Eugene Weekly : Food and Drink : 4.15.10

 

Flying ’Fish

Brian Hebb and Shawn Mediaclast

“If Ibiza was an airport, this will be what it might look like.” That’s what Brian Hebb said last October about Cowfish, the coffeehouse, gallery and dance club he and Shawn Mediaclast planned to open in the winter. The process took longer than expected — Hebb and Mediaclast chalk that up to a “naïve expectation” about the processes involved — but Cowfish is finally here.

Cowfish’s downtown home at 62 W. Broadway is now an appealing, cool, modern, hip and airy space with calm blue walls, white furniture and silver tables. Circles abound: the long, white bar curves to meet patrons walking in the door, and the wall that separates the dance floor from the bar area has a certain round-windowed, aeronautical appeal. The theme reaches to the DJ booth, silver and shiny, and the hubcap-shaped wall sconces. 
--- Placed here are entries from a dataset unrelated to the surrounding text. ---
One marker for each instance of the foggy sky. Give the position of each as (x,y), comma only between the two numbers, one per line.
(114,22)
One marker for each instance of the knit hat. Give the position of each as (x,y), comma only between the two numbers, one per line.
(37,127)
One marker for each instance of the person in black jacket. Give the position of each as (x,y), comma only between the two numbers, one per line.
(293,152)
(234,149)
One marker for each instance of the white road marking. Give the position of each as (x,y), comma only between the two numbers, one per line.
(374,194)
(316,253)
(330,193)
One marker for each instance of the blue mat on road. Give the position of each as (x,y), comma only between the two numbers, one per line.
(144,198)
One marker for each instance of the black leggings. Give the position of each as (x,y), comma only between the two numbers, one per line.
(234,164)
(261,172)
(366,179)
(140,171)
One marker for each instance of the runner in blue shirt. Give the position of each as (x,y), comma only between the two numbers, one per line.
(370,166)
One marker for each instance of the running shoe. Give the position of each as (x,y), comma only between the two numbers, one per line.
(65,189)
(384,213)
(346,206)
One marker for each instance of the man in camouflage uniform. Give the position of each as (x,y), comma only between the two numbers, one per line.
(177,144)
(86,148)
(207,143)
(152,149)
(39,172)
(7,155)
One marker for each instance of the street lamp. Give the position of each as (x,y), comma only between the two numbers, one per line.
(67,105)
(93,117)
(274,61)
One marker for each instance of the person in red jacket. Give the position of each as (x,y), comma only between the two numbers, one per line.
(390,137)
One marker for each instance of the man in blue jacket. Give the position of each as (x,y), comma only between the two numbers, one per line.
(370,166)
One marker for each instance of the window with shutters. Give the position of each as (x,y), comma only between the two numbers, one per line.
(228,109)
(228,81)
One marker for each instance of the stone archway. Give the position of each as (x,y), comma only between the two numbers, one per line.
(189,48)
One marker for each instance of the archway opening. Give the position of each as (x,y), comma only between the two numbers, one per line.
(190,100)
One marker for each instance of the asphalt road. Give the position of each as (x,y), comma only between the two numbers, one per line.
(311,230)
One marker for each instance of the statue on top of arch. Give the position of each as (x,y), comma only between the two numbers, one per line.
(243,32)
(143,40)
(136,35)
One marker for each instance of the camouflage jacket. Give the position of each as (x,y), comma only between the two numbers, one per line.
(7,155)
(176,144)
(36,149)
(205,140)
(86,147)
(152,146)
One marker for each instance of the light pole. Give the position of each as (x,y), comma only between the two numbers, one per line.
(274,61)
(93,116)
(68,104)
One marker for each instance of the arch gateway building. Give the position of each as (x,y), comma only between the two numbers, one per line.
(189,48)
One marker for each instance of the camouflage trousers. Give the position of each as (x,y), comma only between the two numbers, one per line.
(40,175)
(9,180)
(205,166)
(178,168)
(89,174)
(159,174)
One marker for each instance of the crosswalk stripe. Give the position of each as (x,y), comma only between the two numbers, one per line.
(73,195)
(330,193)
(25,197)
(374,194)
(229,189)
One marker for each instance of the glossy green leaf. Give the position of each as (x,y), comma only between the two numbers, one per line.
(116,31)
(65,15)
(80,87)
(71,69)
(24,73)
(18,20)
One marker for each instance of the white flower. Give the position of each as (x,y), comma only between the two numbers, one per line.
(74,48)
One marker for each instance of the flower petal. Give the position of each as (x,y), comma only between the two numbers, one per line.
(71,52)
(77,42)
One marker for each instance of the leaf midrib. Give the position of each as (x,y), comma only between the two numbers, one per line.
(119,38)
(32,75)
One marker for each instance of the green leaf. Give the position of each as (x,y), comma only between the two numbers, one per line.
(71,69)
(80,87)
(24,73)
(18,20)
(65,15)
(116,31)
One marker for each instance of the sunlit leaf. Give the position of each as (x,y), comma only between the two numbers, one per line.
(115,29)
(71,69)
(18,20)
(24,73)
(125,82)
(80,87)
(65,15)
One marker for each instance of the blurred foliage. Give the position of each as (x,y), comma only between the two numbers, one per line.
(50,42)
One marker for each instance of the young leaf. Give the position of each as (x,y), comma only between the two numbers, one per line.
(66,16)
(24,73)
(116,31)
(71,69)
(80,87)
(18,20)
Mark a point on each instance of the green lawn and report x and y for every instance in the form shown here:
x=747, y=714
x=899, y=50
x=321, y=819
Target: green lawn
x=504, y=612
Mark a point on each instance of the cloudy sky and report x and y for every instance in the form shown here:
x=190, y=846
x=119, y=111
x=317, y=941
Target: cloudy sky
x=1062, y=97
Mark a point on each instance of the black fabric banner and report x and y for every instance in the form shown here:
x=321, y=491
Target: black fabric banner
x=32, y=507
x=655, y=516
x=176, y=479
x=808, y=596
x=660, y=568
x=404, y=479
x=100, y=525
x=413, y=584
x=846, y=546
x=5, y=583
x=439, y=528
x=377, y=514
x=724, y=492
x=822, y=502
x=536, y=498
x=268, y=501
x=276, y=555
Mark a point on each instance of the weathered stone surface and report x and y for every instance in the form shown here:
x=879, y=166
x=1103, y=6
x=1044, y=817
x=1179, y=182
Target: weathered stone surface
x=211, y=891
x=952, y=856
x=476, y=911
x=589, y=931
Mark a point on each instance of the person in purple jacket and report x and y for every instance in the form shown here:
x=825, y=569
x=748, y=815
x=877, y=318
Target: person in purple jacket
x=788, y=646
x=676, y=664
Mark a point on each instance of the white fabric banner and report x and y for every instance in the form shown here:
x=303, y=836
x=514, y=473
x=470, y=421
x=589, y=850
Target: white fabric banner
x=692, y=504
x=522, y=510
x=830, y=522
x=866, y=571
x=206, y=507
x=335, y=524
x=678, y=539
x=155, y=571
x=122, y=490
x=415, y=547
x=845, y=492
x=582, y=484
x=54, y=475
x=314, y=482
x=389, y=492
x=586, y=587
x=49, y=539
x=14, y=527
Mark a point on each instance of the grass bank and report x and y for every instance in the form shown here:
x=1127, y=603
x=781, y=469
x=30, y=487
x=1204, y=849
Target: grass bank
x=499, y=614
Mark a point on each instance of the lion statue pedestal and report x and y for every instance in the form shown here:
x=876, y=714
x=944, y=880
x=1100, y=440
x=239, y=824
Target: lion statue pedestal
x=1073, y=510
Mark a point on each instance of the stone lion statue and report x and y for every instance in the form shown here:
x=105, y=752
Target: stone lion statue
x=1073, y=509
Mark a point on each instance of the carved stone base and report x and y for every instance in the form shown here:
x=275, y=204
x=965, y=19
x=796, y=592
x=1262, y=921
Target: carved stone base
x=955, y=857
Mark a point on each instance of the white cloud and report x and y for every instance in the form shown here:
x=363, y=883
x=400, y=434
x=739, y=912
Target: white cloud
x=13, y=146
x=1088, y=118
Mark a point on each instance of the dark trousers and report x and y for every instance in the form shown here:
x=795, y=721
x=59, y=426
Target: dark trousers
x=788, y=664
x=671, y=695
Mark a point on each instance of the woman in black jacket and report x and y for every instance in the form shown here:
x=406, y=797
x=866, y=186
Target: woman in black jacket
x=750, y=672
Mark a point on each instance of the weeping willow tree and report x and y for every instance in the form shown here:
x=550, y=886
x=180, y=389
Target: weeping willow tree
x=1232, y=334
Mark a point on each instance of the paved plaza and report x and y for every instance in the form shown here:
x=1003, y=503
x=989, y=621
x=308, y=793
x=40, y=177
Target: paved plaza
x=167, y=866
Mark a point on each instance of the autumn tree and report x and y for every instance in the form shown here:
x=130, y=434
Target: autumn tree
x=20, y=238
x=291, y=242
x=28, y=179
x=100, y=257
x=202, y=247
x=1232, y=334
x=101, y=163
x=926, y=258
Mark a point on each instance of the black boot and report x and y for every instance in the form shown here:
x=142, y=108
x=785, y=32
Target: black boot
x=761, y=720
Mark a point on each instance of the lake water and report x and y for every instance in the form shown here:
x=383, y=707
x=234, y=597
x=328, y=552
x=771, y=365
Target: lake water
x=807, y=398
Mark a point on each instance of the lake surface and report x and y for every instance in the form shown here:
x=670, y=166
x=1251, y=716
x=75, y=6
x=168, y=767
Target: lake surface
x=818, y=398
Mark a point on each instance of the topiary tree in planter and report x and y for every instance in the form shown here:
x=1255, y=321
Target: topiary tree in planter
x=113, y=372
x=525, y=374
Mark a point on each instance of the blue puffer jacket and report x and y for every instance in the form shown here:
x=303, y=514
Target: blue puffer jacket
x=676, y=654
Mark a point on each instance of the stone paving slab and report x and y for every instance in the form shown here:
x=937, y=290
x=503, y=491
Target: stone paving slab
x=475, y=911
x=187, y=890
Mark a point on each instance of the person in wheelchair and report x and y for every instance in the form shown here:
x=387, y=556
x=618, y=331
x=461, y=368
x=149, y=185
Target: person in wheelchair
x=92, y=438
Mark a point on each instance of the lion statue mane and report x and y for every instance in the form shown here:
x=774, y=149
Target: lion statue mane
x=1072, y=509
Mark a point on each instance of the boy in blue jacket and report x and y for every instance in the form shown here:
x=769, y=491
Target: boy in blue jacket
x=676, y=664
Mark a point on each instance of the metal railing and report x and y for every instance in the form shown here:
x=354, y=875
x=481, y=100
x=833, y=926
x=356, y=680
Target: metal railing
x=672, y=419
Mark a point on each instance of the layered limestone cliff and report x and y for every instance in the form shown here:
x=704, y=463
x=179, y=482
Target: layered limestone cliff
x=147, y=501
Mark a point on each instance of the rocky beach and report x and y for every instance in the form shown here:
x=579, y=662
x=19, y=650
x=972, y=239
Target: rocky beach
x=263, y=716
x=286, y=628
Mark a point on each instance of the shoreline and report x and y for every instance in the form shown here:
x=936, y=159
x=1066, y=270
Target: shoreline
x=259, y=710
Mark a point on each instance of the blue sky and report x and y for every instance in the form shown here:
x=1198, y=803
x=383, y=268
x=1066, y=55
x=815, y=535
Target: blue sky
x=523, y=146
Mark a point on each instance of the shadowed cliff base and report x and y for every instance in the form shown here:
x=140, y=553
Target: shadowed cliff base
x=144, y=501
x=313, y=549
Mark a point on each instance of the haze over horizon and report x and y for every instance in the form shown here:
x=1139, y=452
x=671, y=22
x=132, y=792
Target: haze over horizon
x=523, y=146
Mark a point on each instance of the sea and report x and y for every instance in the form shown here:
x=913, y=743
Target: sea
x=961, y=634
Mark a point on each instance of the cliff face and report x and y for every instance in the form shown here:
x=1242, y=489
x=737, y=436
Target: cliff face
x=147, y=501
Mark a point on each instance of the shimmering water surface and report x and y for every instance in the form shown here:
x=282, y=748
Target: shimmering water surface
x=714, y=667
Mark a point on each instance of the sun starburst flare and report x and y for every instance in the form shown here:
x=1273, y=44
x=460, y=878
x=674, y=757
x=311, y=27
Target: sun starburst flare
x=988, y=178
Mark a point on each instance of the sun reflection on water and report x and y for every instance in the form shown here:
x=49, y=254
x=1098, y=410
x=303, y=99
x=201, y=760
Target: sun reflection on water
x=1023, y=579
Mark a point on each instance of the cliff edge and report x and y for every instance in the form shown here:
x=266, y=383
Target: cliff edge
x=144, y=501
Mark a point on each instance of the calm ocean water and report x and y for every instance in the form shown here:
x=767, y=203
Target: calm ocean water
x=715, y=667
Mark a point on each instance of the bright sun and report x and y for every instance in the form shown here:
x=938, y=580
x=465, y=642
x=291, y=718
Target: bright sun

“You don’t feel like you’re in a tract house living room,” Hebb says, and he’s right. “Ibizan airport” has been achieved — though it’s unlikely any modern airport would have anything like the quirky art on display on Cowfish’s freshly painted walls. Mediaclast says the art is in some ways a “best of” the permanent collection of his other business, the Museum of Unfine Art, and also includes a featured show (currently work by Ricardo Di Napoli). An old portrait someone found in the trash and gave to Mediaclast hangs over the espresso machine; on a facing wall, a painting of a familiar photo of Roots drummer Questlove looks quizzically at the other characters with whom he shares a wall.   

Cowfish’s split personality means that at 5 pm, it changes from coffeeshop (serving local, organic Equator coffee) to dance club and bar for the over-21 crowd. The short but appealing food menu offers sandwiches and soups; the drink list, the work of head bartender Melanie Mikell, continues the airport theme with handful of drinks named for airports: the LaGuardia, the Charles de Gaulle. Theme nights are on the schedule Wednesday through Sunday, and the bar will host a variety of local and visiting DJs. Mediaclast says he thinks Cowfish’s clientele will be “a really broad spectrum of people” who will come for the “focused” daytime atmosphere and the different atmosphere the venue offers at all hours.

And there is, of course, an actual cowfish, swimming in the fishtank behind the bar. The sweet-faced sea creature — it looks like a yellow pickle that wants to kiss you — loves people, Hebb says. The cowfish is on the smallish side, but he’s a cheery and perfectly odd mascot for a welcome addition to downtown. — Molly Templeton

Cowfish celebrates its grand opening with music from Mood Area 52 and DJs at 8 pm Thursday, April 15. 21+. The coffeeshop will be open to all ages from 8 am-5 pm beginning Monday, April 19.